StaxBacktester
Options-signal analytics and backtesting for a live Discord trading workflow
Paid Discord signal services post trade alerts into chat and quote their own win rates. StaxBacktester ingests those alerts into a structured database and answers the questions a subscription won't: what's the real P&L after fees, which signals carry the edge, and what exit strategy captures the most value.
Role
Personal project · all my own code
Timeline
March 2026 – present
Stack
- Python / FastAPI
- SQLAlchemy
- React 18 + Vite
- Tailwind CSS
- SQLite / Postgres
- Docker Compose
- JWT auth
The problem
Signal services live in Discord chat: unstructured alert messages, updates, and exits scattered across channels. Subscribers get marketing win rates but no way to verify performance, no fee accounting, and no tooling to test whether a different exit strategy would do better on the same signals.

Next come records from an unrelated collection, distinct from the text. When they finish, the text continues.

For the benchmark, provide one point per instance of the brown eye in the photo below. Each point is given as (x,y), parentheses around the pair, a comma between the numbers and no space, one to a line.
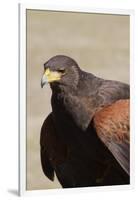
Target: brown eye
(61,70)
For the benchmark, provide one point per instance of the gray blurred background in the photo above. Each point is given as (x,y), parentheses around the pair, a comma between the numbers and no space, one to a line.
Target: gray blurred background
(100,45)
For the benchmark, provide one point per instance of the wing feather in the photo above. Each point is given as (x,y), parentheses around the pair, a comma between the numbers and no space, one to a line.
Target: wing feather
(112,127)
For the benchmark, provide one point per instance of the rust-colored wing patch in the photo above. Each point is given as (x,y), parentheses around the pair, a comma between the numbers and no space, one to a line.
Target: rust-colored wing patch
(112,127)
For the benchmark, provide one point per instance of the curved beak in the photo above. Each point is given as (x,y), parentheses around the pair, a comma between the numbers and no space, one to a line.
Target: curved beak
(49,77)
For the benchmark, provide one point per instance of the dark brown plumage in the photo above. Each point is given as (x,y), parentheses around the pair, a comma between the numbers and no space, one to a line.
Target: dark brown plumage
(85,139)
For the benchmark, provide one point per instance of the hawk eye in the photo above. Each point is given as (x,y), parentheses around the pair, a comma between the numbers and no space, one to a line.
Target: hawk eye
(61,70)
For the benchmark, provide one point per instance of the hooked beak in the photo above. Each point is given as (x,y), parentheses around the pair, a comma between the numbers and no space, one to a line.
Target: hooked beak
(49,77)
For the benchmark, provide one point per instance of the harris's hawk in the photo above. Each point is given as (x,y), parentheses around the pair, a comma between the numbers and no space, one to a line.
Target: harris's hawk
(85,139)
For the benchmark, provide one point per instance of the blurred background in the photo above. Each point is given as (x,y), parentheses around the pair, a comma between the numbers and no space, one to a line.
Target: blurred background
(100,45)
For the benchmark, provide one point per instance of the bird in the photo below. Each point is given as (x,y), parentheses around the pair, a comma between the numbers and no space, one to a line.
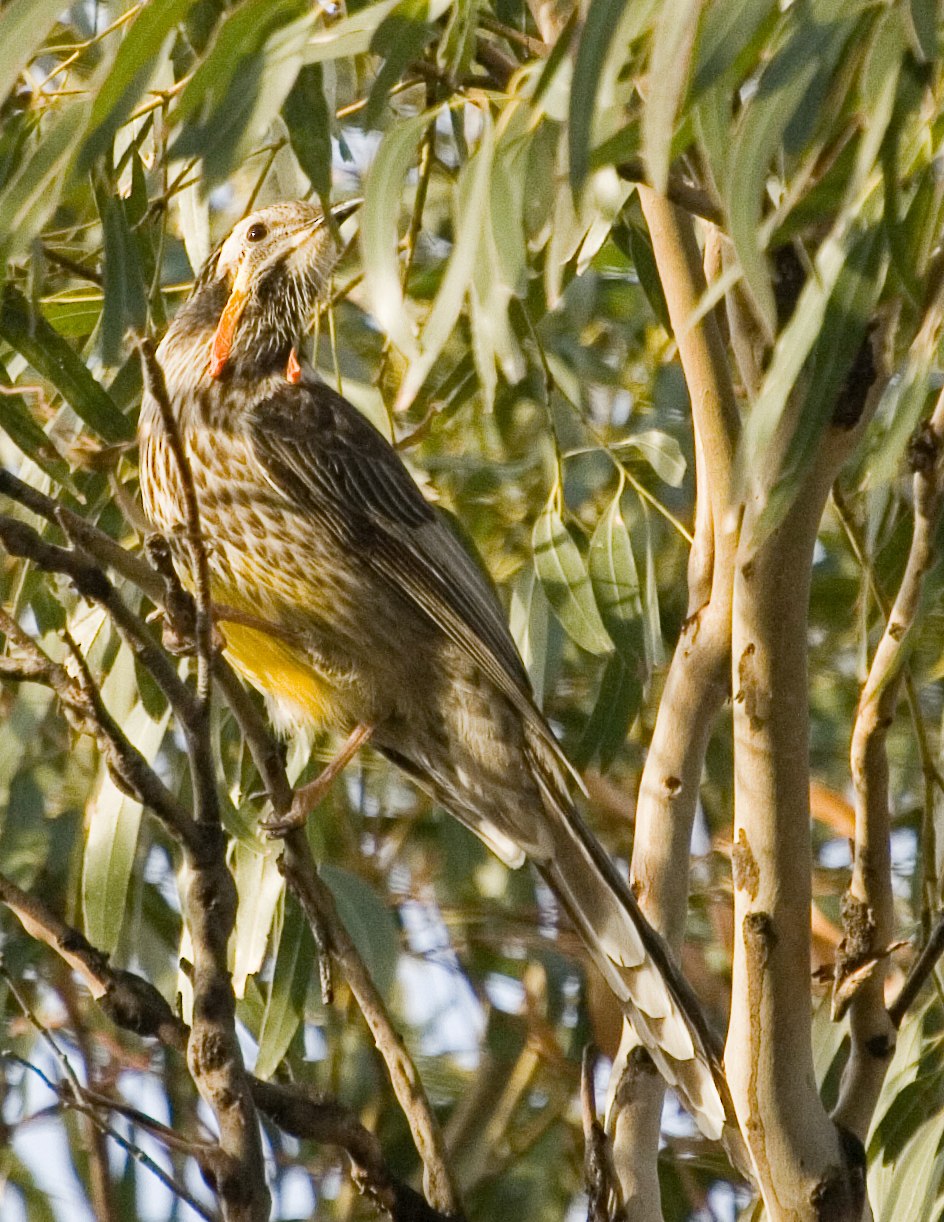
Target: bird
(343,595)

I was following one of these workflows myself and wanted the truth. So I built the instrument.
What I built
Regex alert parsers turn Discord messages into structured signals and trades. From there the platform tracks P&L automatically, models per-trade fees, and amortizes the subscription cost itself into net performance, down to a cost-per-day-traded figure.
The analytics layer goes deeper than win rates: milestone funnels (how often signals reach +10%, +25%, +50%), MAE drawdown profiles, stop-loss sensitivity, reversal statistics, and per-indicator signal quality scoring.

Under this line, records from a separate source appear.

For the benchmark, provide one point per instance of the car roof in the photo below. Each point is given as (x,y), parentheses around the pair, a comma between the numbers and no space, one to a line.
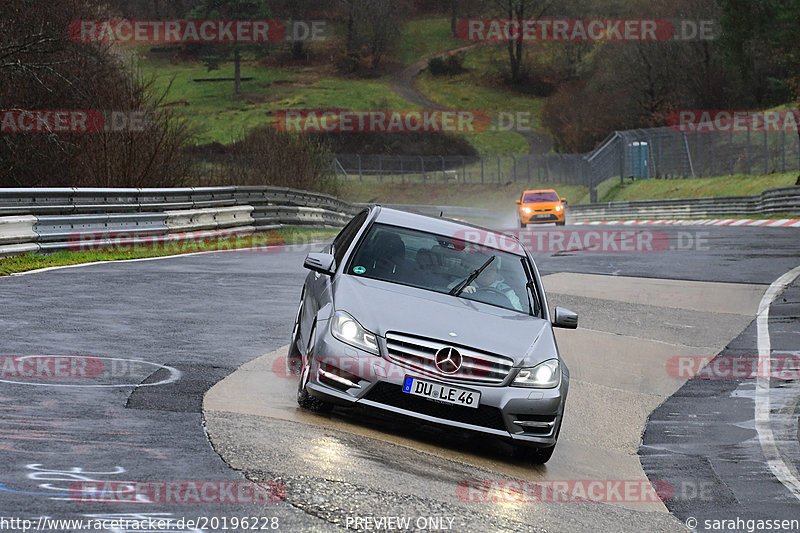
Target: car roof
(540,190)
(437,225)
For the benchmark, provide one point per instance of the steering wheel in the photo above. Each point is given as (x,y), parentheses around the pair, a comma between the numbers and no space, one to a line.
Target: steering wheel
(494,296)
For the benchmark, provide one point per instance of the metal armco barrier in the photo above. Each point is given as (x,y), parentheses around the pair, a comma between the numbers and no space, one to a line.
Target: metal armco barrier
(48,220)
(780,201)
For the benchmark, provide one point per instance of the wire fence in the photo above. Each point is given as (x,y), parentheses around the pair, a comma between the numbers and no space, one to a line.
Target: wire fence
(642,153)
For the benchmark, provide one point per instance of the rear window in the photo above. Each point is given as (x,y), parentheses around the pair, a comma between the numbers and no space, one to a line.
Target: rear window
(535,197)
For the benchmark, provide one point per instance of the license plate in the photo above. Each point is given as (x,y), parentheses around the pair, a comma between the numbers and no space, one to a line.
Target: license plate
(441,393)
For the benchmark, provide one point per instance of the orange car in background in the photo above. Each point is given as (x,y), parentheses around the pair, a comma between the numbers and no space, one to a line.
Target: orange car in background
(541,207)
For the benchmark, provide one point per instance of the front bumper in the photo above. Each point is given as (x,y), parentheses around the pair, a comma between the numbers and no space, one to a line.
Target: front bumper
(344,375)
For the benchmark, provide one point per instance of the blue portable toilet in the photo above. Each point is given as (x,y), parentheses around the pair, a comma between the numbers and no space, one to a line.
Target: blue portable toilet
(637,159)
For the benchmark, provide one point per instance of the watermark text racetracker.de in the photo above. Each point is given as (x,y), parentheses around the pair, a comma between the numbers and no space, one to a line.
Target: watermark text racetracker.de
(786,367)
(521,491)
(177,492)
(196,31)
(734,121)
(585,30)
(121,241)
(73,121)
(590,240)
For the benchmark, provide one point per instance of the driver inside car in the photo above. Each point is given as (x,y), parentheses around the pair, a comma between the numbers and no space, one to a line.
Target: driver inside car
(489,279)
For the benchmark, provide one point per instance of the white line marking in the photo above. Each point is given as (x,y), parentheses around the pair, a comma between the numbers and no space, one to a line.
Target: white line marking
(762,408)
(174,375)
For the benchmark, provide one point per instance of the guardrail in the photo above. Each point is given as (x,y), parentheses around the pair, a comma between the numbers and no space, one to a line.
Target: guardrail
(782,200)
(48,220)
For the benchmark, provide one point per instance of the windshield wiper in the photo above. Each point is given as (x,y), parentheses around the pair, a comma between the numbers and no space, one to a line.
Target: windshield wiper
(455,291)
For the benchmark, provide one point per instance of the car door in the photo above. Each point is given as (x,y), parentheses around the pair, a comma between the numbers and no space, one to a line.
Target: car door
(318,286)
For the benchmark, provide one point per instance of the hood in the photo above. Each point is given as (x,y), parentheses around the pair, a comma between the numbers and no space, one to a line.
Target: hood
(382,306)
(542,205)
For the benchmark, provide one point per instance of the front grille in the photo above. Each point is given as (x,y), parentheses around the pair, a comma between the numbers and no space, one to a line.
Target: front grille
(393,395)
(419,354)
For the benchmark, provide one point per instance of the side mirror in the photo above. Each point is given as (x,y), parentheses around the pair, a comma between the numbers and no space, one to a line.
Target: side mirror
(565,319)
(319,262)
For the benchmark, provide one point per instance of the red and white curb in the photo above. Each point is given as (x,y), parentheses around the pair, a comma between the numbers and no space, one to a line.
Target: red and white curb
(782,223)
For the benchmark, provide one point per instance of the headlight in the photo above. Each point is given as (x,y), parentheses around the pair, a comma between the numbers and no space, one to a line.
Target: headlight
(348,330)
(545,375)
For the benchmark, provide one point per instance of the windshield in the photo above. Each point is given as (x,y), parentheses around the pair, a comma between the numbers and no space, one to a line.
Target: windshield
(536,197)
(442,264)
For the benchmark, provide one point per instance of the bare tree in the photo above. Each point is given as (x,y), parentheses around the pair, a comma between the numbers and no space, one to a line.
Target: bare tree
(372,26)
(42,69)
(519,10)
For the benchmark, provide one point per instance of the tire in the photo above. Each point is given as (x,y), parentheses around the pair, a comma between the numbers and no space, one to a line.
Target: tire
(304,399)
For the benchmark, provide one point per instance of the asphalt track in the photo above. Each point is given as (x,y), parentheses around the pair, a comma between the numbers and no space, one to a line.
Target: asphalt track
(201,317)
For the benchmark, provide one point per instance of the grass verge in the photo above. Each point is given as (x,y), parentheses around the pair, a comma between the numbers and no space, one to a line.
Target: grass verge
(282,236)
(423,37)
(657,189)
(489,196)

A configurable backtesting engine replays the full signal history under different exit strategies: fixed targets, trailing stops, tiered take-profits, and an Optimal Day Simulator that searches for the best-performing configuration over a chosen window.
The dashboard





By the numbers
4,000+
signals logged and analyzed
10+
analytics views
edge, quality, MAE, simulators
2
databases supported
SQLite dev, Postgres prod
100%
my own code
API, front end, infra
Outcome
The platform does what no signal service will do for you: it models whether the service clears its own subscription cost, and shows which exit discipline would have performed best on identical signals.
It runs as a Dockerized multi-user app with JWT auth, a documented REST API, and a professional README covering the API reference and data model.